Week 4 summary

Before shifting to community cultures, the week began by focusing on the artefacts. I was overwhelmed at the quality and diversity of all artefacts and commented on many via Twitter and blog comments.

Moving on to community cultures my lifestream, as usual, was mainly fed from Twitter and I have been thinking about why. I have connected several other systems with my blog but I keep coming back to Twitter as it is the most straightforward and accessible. Twitter allows me to have conversations with my classmates as well as the wider world, instantly add metadata and is the one element that displays correctly in my blog.

My stream is full of conversations about artefacts, visualising data and MOOC choices with others on the course. As well as conversations with a wider audience about MOOCs and books. Very much a community culture that I feel a natural part of. I also started a learning journey into digital ethnography and my notes on Michael Wesch’s interview was an attempt to begin the visualisation process.

Turning to the readings this quotation stood out:

Ultimately, the centring of community in education problematically positions web technology as the passive instrument of our predetermined educational aims. (Knox, 2015)

I don’t see that community is centred in education. Currently, in higher education, student numbers are increasing and the traditional didactic model, more than ever, is centred. So whilst community exists in the sense of student-student interaction I wouldn’t go as far as thinking community within the learning is centred.

On the flip side of that I don’t see the online community as a technology to “enhance conventional social life” (Knox, 2015). I struggle with offline community and it takes me a long time to voice my thoughts/feelings and therefore technology does not enhance, it revolutionises community for me – not in any way passive.

Reference:

Knox, J. 2015. Community Cultures. Excerpt from Critical Education and Digital Cultures. In Encyclopedia of Educational Philosophy and Theory. M. A. Peters (ed.). DOI 10.1007/978-981-287-532-7_124-1

One Reply to “Week 4 summary”

  1. Great reflections on your lifestream here Clare! Twitter does seems to be very popular with a lot of people in the group, and the ability to post quick additions to the lifestream, as well as engage in conversation with others, may be part of that.

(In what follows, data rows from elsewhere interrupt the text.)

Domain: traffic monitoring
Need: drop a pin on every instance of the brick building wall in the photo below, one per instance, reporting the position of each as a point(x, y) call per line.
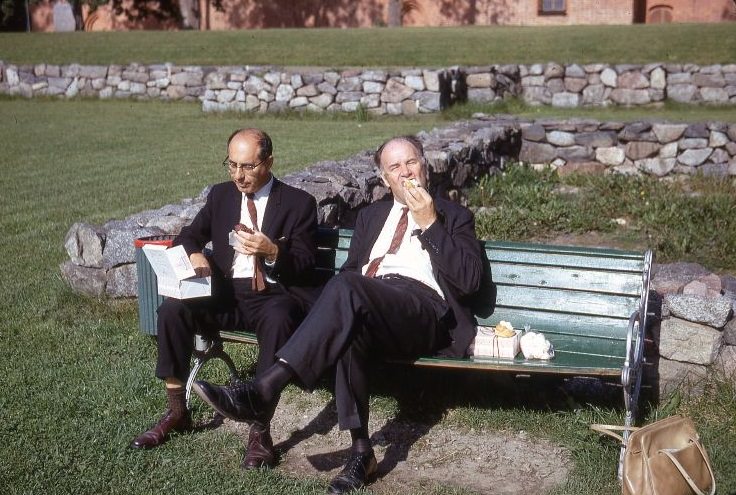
point(690, 11)
point(252, 14)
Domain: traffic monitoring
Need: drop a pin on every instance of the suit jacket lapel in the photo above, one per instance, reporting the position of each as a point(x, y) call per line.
point(374, 227)
point(233, 206)
point(272, 208)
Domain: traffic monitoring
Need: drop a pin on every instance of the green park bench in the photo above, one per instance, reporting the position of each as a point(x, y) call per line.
point(590, 303)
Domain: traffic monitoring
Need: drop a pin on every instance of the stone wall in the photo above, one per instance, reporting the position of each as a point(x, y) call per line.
point(697, 333)
point(654, 148)
point(391, 91)
point(101, 258)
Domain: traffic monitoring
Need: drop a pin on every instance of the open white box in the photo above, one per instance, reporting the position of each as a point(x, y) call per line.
point(489, 345)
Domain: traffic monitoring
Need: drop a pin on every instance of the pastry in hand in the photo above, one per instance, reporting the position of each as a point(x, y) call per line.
point(411, 183)
point(239, 227)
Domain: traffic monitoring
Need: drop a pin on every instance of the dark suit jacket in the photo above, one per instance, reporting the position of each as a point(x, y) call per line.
point(455, 254)
point(290, 220)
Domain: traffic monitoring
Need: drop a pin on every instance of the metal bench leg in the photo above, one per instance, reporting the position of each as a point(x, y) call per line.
point(204, 351)
point(631, 379)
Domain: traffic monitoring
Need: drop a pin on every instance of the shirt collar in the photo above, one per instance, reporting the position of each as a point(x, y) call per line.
point(264, 191)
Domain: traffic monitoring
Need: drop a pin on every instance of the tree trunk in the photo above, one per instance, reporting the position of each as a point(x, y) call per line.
point(78, 17)
point(394, 13)
point(189, 14)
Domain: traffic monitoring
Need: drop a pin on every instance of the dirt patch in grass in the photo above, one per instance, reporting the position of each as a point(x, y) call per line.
point(412, 457)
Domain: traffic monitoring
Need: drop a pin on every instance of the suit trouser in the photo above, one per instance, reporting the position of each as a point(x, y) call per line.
point(272, 315)
point(357, 319)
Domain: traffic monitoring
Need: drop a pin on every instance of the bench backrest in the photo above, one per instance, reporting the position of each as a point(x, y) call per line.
point(581, 298)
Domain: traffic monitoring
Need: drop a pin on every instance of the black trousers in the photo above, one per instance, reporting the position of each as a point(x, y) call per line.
point(272, 315)
point(357, 319)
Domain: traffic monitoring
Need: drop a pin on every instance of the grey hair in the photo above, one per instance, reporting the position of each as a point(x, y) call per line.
point(412, 140)
point(265, 146)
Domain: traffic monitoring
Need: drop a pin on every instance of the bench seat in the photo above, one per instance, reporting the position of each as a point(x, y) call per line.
point(590, 303)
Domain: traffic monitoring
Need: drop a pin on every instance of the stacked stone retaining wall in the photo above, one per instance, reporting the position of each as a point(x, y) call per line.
point(697, 334)
point(391, 91)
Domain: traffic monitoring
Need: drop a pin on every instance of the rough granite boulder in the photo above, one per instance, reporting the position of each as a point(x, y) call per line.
point(671, 278)
point(714, 312)
point(84, 243)
point(684, 341)
point(729, 332)
point(726, 362)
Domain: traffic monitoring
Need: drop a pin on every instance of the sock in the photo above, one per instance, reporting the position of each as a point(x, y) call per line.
point(272, 381)
point(361, 442)
point(177, 398)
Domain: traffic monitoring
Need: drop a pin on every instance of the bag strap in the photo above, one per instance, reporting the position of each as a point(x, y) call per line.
point(684, 473)
point(610, 429)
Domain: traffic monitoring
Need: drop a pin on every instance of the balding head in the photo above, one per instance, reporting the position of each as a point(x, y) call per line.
point(249, 159)
point(260, 138)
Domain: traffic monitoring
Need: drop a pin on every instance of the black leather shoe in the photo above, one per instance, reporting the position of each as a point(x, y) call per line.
point(160, 431)
point(240, 402)
point(359, 470)
point(259, 453)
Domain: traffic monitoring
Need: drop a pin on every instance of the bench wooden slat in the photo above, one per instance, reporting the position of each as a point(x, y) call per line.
point(577, 366)
point(568, 259)
point(567, 278)
point(545, 321)
point(555, 248)
point(564, 362)
point(566, 301)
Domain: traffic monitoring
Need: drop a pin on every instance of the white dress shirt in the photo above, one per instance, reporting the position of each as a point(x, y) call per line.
point(411, 260)
point(242, 263)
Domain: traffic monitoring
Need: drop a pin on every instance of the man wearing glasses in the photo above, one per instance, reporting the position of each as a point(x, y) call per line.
point(404, 291)
point(263, 235)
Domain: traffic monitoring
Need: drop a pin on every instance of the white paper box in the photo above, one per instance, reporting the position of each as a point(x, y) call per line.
point(175, 273)
point(489, 345)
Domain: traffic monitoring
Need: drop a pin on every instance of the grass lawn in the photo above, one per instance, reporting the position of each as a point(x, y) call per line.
point(78, 376)
point(383, 47)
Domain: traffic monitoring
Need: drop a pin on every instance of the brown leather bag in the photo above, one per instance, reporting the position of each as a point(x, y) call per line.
point(664, 458)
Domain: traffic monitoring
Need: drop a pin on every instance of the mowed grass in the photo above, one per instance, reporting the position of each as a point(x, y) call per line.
point(78, 376)
point(383, 47)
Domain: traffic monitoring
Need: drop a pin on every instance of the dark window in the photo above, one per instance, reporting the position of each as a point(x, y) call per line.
point(660, 14)
point(551, 6)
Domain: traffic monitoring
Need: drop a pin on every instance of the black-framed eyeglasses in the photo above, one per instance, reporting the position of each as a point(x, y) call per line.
point(233, 167)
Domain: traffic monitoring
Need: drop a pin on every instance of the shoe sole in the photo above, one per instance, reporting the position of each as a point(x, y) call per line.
point(202, 395)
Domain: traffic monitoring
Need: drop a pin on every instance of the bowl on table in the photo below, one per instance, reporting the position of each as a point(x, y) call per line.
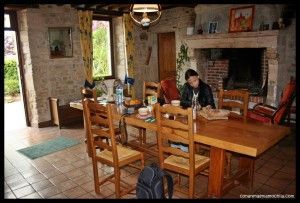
point(143, 111)
point(175, 102)
point(135, 103)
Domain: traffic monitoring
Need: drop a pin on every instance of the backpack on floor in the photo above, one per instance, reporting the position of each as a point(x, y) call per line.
point(150, 183)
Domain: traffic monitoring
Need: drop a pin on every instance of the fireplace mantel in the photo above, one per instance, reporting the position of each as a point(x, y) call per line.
point(261, 39)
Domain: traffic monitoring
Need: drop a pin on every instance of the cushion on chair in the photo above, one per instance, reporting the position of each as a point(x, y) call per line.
point(169, 89)
point(123, 153)
point(184, 162)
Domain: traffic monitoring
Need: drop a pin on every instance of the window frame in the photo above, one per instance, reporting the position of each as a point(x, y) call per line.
point(102, 18)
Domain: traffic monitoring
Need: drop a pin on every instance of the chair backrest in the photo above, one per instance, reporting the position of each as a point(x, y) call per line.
point(99, 123)
point(151, 89)
point(178, 130)
point(287, 97)
point(169, 89)
point(238, 98)
point(88, 93)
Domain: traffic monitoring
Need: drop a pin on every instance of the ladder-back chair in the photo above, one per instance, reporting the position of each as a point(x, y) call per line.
point(113, 154)
point(179, 130)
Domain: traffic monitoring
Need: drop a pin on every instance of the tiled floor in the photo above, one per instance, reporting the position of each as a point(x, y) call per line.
point(68, 173)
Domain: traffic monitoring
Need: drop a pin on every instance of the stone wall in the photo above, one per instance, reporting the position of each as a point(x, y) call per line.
point(280, 53)
point(45, 77)
point(172, 20)
point(263, 13)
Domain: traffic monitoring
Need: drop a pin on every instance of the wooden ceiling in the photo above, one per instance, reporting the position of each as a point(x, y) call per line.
point(120, 9)
point(100, 9)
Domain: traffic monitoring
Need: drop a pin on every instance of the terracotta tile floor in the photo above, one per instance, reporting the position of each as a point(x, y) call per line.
point(68, 173)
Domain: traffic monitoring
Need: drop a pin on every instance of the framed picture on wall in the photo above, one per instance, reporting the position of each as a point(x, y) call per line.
point(60, 42)
point(241, 19)
point(212, 27)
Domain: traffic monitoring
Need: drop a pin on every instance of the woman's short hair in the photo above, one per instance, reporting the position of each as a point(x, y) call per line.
point(189, 73)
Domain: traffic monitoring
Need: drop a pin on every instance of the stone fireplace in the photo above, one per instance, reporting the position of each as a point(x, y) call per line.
point(238, 60)
point(234, 68)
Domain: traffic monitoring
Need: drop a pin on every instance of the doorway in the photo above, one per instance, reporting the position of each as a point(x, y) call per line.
point(15, 98)
point(166, 55)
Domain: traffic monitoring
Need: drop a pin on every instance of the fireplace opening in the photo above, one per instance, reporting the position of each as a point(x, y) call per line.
point(246, 69)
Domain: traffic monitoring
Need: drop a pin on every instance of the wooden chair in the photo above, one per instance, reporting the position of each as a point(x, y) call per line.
point(269, 114)
point(179, 130)
point(88, 93)
point(149, 89)
point(113, 155)
point(232, 100)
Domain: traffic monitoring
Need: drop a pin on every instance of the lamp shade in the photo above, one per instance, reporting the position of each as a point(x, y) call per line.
point(145, 14)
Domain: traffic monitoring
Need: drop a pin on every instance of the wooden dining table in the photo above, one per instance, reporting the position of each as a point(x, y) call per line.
point(247, 138)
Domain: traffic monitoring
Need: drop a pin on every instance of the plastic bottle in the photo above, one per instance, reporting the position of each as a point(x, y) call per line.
point(195, 107)
point(119, 94)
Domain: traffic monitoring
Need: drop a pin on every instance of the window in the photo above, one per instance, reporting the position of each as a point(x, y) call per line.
point(102, 48)
point(6, 21)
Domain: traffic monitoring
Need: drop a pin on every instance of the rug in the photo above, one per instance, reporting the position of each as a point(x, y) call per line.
point(48, 147)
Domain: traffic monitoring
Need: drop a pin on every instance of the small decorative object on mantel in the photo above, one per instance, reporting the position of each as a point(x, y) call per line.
point(275, 26)
point(190, 30)
point(212, 27)
point(241, 19)
point(200, 30)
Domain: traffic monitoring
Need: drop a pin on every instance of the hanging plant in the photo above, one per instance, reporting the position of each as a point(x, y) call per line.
point(180, 61)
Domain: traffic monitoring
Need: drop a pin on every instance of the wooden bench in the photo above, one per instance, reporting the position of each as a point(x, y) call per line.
point(63, 115)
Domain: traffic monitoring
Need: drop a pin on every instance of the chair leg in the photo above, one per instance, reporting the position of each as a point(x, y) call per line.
point(228, 164)
point(191, 187)
point(144, 135)
point(117, 182)
point(96, 176)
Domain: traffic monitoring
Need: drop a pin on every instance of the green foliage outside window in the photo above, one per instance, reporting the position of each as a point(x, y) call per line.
point(100, 53)
point(11, 78)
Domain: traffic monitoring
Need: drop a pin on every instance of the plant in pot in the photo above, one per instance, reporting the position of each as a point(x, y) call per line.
point(182, 58)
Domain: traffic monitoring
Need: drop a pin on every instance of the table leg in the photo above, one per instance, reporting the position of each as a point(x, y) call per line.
point(216, 172)
point(247, 164)
point(88, 144)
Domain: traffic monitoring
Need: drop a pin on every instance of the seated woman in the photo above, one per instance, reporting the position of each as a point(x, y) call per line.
point(194, 90)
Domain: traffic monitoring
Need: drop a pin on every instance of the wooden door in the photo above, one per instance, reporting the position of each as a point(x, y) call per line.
point(166, 55)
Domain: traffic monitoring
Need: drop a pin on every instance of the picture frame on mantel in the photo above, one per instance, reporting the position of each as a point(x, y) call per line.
point(241, 19)
point(212, 27)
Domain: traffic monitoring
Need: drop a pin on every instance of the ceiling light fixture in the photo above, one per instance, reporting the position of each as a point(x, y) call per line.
point(145, 14)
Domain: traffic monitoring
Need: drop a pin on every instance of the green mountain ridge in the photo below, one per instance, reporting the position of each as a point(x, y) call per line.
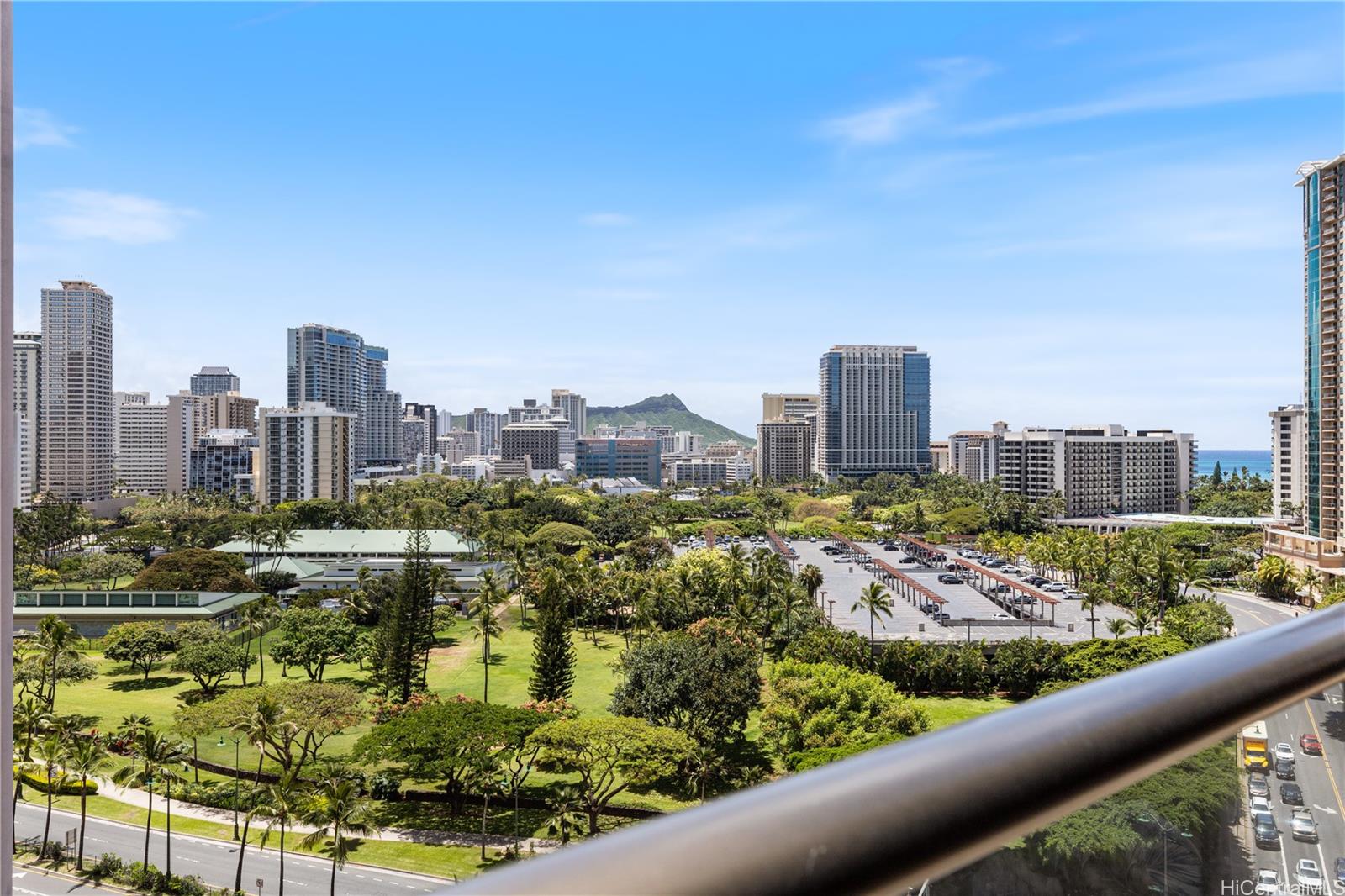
point(665, 410)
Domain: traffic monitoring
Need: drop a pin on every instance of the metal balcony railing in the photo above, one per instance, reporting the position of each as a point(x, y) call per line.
point(918, 810)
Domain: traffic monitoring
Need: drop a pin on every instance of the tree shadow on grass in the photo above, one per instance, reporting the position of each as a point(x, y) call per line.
point(151, 683)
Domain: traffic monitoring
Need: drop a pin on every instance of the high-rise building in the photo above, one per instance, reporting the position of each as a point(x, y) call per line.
point(304, 452)
point(537, 440)
point(430, 416)
point(873, 410)
point(336, 367)
point(212, 381)
point(141, 448)
point(573, 408)
point(1288, 470)
point(974, 454)
point(224, 463)
point(616, 458)
point(27, 408)
point(784, 451)
point(783, 405)
point(488, 424)
point(1100, 468)
point(76, 416)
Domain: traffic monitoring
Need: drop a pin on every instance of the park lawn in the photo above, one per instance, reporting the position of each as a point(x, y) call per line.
point(950, 710)
point(423, 858)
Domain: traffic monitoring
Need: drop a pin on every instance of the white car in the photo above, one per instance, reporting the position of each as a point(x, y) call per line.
point(1268, 883)
point(1309, 876)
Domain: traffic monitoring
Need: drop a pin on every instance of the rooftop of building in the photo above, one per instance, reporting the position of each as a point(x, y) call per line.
point(351, 542)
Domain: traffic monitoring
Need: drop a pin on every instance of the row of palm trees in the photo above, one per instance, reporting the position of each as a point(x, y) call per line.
point(334, 809)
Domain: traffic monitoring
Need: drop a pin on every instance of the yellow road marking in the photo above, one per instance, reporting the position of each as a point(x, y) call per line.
point(1331, 777)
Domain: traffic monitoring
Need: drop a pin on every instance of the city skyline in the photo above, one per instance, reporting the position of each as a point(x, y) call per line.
point(918, 188)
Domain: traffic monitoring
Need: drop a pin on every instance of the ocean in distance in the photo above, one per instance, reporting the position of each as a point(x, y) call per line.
point(1257, 461)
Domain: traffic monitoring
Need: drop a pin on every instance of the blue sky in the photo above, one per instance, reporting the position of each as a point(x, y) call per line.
point(1086, 213)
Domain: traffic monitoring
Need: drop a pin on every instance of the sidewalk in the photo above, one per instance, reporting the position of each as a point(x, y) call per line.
point(140, 798)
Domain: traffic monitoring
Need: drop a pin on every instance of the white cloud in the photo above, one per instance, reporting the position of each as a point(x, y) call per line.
point(898, 119)
point(40, 128)
point(607, 219)
point(1297, 73)
point(120, 217)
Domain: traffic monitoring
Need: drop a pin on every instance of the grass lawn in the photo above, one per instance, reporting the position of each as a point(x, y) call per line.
point(443, 862)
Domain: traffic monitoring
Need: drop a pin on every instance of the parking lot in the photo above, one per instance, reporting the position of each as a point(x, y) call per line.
point(966, 607)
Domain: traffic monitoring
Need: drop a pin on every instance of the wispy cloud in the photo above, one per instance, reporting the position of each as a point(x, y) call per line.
point(40, 128)
point(1300, 73)
point(120, 217)
point(607, 219)
point(900, 118)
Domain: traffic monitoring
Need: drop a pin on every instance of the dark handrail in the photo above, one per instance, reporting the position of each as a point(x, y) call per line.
point(925, 808)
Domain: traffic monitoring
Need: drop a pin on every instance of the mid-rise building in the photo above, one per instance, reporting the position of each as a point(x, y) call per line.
point(306, 452)
point(27, 408)
point(1288, 467)
point(573, 407)
point(619, 458)
point(212, 381)
point(141, 448)
point(336, 367)
point(540, 441)
point(76, 392)
point(784, 405)
point(784, 451)
point(974, 454)
point(873, 410)
point(224, 461)
point(1100, 470)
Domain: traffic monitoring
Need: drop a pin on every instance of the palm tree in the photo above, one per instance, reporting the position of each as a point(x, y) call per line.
point(30, 720)
point(282, 806)
point(874, 599)
point(87, 759)
point(488, 596)
point(57, 640)
point(565, 811)
point(336, 811)
point(257, 727)
point(811, 580)
point(51, 754)
point(159, 756)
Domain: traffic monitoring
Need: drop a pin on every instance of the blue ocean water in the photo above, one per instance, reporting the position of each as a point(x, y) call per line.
point(1257, 461)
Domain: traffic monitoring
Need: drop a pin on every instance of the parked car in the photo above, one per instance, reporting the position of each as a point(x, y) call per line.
point(1309, 876)
point(1302, 825)
point(1264, 830)
point(1268, 883)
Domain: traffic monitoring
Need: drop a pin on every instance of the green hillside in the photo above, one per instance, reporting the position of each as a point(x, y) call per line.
point(665, 410)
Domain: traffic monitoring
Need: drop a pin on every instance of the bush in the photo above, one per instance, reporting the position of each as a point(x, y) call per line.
point(37, 777)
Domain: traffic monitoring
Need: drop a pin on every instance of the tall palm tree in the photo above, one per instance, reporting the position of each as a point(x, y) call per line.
point(159, 756)
point(257, 727)
point(874, 599)
point(811, 580)
point(284, 804)
point(87, 759)
point(488, 596)
point(51, 754)
point(30, 720)
point(340, 813)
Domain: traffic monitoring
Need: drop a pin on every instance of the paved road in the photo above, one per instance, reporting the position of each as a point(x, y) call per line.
point(1322, 777)
point(215, 862)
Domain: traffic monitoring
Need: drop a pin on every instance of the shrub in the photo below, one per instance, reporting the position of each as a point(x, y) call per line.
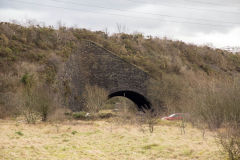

    It does produce a fairly one-dimensional lifestream though. I suspect Twitter will be quite important in this block, particularly if it is able to provide you with a sense of community, however I’d recommend looking around for some other feeds that might help in different ways. Are there any other community activities, beyond conversation directly, that you could signal with lifestream feeds?

    good to see you critiquing the community cultures definition too.

    ‘I don’t see that community is centred in education. Currently, in higher education, student numbers are increasing and the traditional didactic model, more than ever, is centred. ‘

    I think that is right, and particularly with the hyperbole around MOOCs that we have seen in recent years, there seems to be a lot of attention given to the video lecture. I think my point was more about technology that community, and that, when we do centre community in online education, we tend to take a social determinist view of technology.